The AWS CodeBuild process is responsible for creating a number of AWS CloudFormation templates which we will explore in more detail in the next section.  Two of these templates are used to set up the **Train** step by creating the AWS Step Functions worklow and the custom AWS Lambda functions used within this workflow.

## Train Model

### Inspect Training Job

Wait until the pipeline has started running the Train step (see screenshot) before continuing with the next cells in this notebook. 

![Training in progress](../docs/train-in-progress.png)

When the pipeline has started running the train step, you can click on the **Details** link displayed in the CodePipeline UI (see screenshot above) to view the Step Functions workflow which is running the training job. 

Alternatively, you can click on the Workflow link from the cell output below once it's available.

In [None]:
from stepfunctions.workflow import Workflow

while True:
    try:
        workflow = Workflow.attach(workflow_pipeline_arn)
        break
    except ClientError as e:
        print(e.response["Error"]["Message"])
    time.sleep(10)

workflow

### Review Build Script

While you wait for the training job to complete, let's take a look at the `run.py` code which was used by the AWS CodeBuild process.

This script takes all of the input parameters, including the dataset locations and hyperparameters which you saved to JSON files earlier in this notebook, and uses them to generate the templates which the pipeline needs to run the training job. It *does not* create the actual Step Functions instance - it only generates the templates which define the Step Functions workflow, as well as the CloudFormation input templates which CodePipeline uses to instantiate the Step Functions instance.

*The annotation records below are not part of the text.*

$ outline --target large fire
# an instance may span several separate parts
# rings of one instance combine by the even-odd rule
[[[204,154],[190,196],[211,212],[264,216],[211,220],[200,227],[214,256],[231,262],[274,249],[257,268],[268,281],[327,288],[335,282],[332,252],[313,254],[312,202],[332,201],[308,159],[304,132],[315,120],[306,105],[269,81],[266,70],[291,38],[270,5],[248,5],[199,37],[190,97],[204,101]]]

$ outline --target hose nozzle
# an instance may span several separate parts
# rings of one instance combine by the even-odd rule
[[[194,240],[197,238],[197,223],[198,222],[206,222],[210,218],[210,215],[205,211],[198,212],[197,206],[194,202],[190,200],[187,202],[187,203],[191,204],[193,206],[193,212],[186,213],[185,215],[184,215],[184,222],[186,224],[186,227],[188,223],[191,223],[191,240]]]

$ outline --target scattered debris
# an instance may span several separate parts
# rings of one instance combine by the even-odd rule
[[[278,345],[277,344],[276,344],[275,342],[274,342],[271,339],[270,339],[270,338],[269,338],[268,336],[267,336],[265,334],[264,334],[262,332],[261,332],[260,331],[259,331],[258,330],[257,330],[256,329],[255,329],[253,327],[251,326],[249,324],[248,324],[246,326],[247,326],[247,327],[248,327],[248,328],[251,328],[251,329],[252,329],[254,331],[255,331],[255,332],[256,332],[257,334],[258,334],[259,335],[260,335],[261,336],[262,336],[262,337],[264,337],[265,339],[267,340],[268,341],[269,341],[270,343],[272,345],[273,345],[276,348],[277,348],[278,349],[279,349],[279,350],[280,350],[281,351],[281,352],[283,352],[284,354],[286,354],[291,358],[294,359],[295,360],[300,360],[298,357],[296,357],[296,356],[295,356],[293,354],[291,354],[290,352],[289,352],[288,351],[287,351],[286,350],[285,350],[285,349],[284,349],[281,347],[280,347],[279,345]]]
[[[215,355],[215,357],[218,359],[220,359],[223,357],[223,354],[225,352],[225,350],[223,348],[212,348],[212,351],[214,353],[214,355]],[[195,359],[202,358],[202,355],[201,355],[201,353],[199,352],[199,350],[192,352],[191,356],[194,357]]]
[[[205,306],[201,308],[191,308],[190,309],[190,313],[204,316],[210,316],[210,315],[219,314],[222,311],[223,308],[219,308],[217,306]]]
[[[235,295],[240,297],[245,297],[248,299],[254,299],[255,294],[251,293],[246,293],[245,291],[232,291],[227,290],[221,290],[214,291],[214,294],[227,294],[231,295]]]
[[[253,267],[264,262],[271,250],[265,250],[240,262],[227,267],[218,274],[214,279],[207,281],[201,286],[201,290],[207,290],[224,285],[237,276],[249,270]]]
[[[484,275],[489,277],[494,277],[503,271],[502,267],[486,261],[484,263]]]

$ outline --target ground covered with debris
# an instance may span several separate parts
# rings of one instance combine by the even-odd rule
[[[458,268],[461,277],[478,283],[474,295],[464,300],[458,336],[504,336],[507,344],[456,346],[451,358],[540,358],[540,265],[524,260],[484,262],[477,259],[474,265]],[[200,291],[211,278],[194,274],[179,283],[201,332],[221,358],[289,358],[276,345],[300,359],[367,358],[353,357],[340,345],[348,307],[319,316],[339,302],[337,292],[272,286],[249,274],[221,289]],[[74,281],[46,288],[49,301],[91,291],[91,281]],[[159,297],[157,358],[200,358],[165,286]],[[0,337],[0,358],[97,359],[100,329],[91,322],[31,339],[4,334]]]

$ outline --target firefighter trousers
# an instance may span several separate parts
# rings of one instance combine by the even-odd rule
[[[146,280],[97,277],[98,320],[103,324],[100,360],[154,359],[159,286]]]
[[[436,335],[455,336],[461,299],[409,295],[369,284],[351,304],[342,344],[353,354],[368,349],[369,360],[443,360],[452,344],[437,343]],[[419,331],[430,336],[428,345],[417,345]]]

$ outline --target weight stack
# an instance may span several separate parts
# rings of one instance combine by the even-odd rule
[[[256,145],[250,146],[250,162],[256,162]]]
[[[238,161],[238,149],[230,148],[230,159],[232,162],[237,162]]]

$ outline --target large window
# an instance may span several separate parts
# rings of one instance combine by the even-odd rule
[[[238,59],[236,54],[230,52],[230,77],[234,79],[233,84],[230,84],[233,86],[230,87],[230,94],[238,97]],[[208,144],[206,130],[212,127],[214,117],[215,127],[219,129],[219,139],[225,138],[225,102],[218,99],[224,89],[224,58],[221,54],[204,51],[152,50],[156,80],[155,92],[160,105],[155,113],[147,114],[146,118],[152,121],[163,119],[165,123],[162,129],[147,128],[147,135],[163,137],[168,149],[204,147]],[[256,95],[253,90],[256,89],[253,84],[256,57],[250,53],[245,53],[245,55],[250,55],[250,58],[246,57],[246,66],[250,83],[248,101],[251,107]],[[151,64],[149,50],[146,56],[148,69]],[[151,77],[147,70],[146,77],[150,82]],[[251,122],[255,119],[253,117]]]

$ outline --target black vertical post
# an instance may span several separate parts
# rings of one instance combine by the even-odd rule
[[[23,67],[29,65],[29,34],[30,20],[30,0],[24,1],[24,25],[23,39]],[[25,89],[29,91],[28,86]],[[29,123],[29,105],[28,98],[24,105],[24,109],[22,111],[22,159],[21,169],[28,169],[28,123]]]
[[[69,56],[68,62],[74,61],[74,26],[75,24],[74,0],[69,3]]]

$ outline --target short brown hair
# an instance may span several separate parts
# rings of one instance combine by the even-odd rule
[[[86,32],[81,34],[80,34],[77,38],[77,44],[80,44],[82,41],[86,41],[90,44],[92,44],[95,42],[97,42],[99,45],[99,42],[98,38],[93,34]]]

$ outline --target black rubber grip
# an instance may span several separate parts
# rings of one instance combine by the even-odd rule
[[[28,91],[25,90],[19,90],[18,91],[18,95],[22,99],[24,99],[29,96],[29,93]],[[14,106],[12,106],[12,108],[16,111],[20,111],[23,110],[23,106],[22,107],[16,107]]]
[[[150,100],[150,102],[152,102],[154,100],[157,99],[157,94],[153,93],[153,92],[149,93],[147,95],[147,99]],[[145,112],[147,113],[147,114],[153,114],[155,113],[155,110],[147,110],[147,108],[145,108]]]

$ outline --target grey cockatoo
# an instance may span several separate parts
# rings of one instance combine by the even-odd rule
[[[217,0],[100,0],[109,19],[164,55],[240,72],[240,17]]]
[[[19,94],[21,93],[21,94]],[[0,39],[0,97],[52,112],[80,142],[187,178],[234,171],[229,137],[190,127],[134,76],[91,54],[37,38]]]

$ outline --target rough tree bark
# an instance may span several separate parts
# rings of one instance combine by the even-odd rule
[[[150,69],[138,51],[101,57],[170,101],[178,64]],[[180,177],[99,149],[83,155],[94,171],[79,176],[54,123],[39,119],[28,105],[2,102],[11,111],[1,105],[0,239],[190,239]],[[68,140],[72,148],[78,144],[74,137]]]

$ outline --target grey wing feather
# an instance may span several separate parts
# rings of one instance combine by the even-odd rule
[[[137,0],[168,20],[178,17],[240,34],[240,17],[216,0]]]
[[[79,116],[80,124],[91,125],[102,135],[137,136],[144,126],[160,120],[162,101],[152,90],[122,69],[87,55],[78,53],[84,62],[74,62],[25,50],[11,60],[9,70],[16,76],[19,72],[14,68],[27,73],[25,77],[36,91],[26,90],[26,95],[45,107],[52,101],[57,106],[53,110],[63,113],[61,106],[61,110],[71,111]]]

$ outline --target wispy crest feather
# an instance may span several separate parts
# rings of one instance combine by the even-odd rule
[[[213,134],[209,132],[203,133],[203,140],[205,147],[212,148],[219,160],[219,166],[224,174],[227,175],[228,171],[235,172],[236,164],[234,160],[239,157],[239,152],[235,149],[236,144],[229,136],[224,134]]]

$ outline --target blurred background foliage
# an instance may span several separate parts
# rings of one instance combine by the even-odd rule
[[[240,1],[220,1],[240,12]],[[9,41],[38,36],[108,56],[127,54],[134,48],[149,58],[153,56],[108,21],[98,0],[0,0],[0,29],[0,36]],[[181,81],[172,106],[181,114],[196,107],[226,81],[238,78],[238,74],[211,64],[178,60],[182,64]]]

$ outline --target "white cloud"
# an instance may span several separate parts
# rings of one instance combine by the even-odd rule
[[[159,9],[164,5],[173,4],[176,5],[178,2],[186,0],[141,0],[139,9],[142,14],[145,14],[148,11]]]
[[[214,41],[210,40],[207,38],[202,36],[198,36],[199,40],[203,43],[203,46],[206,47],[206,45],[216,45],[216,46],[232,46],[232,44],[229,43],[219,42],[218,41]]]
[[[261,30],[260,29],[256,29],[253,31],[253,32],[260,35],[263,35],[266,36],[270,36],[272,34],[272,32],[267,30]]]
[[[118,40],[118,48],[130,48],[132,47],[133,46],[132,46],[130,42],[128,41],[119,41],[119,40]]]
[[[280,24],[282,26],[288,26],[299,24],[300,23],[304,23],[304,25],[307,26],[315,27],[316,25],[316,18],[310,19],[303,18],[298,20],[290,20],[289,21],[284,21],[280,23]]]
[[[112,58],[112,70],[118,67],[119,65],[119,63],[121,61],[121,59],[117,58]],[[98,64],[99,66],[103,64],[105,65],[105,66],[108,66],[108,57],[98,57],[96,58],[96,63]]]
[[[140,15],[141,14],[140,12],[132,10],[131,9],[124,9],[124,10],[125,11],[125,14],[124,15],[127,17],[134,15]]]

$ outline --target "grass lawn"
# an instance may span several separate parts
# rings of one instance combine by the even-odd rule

Step-by-step, the script does the following:

1. It collects all the input parameters it needs to generate the templates. This includes information about the environment container needed to run the training job, the input and output data locations, IAM roles needed by various components, encryption keys, and more. It then sets up some basic parameters like the AWS region and the function names.
1. If the input parameters specify an environment container stored in ECR, it fetches that container. Otherwise, it fetches the URI of the AWS managed environment container needed for the training job.
1. It reads the input data JSON file which you generated earlier in this notebook (and which was included in the zip source for the pipeline), thereby fetching the locations of the train, validation, and baseline data files. Then it formats more parameters which will be needed later in the script, including version IDs and output data locations.
1. It reads the hyperparameter JSON file which you generated earlier in this notebook.
1. It defines the Step Functions workflow, starting with the input schema, followed by each step of the workflow (i.e. Create Experiment, Baseline Job, Training Job), and finally combines those steps into a workflow graph. 
1. The workflow graph is saved to file, along with a file containing all of the input parameters saved according to the schema defined in the workflow.
1. It saves parameters to file which will be used by CloudFormation to instantiate the Step Functions workflow.

In [None]:
!pygmentize ../model/run_pipeline.py

### Customize Workflow (Optional)

If you are interested in customising the workflow used in the Build Script, store the `input_data` to be used within the local [workflow.ipynb](workflow.ipynb) notebook. The workflow notebook can be used to experiment with the Step Functions workflow and training job definitions for your model.

In [None]:
%store input_data PROVISIONED_PRODUCT_NAME

### Training Analytics

Once the training and baseline jobs are complete (meaning they are displayed in a green color in the Step Functions workflow, this takes around 5 minutes), you can inspect the experiment metrics. The code below will display all experiments in a table. Note that the baseline processing job won't have RMSE metrics - it calculates metrics based on the training data, but does not train a machine learning model. 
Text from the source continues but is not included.